3-4 years – Undergraduate degree: a happy slightly drunk student with not a care in the world
4 years – Medical school: a conscientious medical student with little social life and few friends who don’t do medspeak
* I’m here!
1 year – RMO1/Intern: paper work, routine hospital care, finally money! but no time to spend it, no friends
1 year – RMO2 /Resident: more paperwork, more routine hospital care, more money, a few friends with the same attributes
*At this point if you are lucky you may get into a specialty training program like Basic Physician training. However, for some of the more popular specialties you might have to hang around the hospital as a SRMO (senior medical officer) for a few more years, sorry!
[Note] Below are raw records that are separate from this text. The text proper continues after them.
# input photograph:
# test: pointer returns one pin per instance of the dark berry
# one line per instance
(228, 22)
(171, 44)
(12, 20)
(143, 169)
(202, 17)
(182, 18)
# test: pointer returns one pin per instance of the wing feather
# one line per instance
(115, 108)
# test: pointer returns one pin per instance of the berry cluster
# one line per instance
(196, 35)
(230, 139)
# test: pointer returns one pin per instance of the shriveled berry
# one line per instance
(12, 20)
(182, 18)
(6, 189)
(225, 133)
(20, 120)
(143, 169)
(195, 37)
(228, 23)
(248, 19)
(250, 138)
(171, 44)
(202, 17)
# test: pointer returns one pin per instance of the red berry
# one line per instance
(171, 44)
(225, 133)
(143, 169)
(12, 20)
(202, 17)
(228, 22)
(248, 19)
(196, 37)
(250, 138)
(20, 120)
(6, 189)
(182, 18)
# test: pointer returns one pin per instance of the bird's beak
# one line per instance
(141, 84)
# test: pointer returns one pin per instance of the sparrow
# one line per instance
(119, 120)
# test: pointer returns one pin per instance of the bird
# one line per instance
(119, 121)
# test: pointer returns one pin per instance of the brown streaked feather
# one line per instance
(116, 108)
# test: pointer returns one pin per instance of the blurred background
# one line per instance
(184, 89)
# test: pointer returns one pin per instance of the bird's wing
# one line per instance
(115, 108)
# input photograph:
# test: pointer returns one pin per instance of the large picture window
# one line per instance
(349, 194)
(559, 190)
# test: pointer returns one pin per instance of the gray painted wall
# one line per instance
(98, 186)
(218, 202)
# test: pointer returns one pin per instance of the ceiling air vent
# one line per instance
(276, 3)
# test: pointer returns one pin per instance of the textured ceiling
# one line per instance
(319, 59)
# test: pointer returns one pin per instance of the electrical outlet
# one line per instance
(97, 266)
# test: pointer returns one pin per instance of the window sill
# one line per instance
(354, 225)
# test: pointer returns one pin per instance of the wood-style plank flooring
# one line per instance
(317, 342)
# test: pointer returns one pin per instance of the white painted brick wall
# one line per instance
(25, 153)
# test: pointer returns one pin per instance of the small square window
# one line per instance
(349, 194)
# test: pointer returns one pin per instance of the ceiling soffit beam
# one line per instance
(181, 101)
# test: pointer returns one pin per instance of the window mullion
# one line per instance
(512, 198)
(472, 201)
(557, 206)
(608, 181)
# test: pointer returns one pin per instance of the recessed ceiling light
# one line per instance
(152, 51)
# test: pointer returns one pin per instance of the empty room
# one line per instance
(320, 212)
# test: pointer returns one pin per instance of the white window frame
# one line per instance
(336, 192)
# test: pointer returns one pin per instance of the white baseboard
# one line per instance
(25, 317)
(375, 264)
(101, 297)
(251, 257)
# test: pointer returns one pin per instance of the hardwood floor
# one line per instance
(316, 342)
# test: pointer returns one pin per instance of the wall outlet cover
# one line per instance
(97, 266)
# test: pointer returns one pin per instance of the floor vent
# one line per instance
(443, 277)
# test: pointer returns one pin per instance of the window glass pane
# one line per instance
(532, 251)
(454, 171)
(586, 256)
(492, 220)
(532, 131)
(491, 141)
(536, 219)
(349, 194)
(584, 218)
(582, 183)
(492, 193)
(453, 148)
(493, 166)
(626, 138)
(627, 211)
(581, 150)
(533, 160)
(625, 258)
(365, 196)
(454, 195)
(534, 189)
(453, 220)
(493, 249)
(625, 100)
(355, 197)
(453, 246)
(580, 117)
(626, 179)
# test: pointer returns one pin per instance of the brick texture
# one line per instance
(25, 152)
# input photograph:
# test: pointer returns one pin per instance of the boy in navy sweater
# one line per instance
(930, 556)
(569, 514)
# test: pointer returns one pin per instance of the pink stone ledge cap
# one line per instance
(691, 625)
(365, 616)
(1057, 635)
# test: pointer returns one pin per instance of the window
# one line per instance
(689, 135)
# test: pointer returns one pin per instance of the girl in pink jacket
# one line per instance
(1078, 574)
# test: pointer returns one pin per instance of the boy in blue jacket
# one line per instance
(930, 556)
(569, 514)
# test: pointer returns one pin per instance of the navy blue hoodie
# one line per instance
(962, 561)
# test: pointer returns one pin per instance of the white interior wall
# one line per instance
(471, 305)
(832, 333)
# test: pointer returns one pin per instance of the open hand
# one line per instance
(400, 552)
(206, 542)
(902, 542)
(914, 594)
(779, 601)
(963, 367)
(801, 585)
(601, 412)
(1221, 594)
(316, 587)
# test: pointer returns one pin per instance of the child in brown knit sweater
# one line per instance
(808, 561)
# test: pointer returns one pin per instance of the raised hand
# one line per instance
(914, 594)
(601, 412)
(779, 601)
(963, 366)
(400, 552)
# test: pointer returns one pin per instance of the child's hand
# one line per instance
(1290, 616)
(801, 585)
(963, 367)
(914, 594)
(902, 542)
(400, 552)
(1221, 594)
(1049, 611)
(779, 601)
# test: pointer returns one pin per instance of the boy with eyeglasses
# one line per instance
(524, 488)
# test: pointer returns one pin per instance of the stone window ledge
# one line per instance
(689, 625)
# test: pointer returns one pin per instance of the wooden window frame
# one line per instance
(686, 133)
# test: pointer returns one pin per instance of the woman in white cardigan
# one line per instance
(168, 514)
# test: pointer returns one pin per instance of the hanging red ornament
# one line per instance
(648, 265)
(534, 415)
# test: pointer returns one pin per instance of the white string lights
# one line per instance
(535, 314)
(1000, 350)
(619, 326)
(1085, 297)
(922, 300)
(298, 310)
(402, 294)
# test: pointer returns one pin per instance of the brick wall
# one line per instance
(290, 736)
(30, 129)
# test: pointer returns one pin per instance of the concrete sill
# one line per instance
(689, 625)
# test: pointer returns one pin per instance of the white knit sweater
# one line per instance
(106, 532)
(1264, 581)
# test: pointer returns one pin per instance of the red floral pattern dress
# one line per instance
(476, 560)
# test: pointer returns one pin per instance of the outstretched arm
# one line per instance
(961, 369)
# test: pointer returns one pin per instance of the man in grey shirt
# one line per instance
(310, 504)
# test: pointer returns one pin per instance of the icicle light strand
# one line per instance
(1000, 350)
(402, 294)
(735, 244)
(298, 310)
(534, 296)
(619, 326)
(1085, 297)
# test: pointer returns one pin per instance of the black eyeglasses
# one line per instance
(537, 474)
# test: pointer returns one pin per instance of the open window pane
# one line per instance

4-8 yrs – Specialty training/Registrar: the time in your life when you know the most about the most of general medicine/surgery. Glamourous but hardworking creatures.
1-2 years – Fellowship/Fellow: All the ones I have met look lovely but aloof, only joining the conversation when their particular area of interest is discussed.
*Hopefully by this time there will be a hospital position available. If not, you might go and do a PhD. Or a Masters. Or take up knitting. 

The End – Consultant/Specialist: You are now officially allowed to wear a suit and ask medical students deep and irrelevant questions about medicine, theatre and religion. I’ll get there one day, hopefully before my hair goes grey.

Get your calculators ready: this makes on average 12-16  years from the start of your first uni degree till you are fully qualified as a specialist. If you are a woman who wants to have children you have to factor in some maternity leave. Somewhere. Anywhere.

The General Practice route (family medicine) and Paediatrics are a little different as you can enter into the training program as an RMO2 and generally finish in 3-4 years after that.

For the record, I AM very excited about finishing medical school. However, don’t rush to book an appointment with this new doc yet As you can see I have a long road ahead.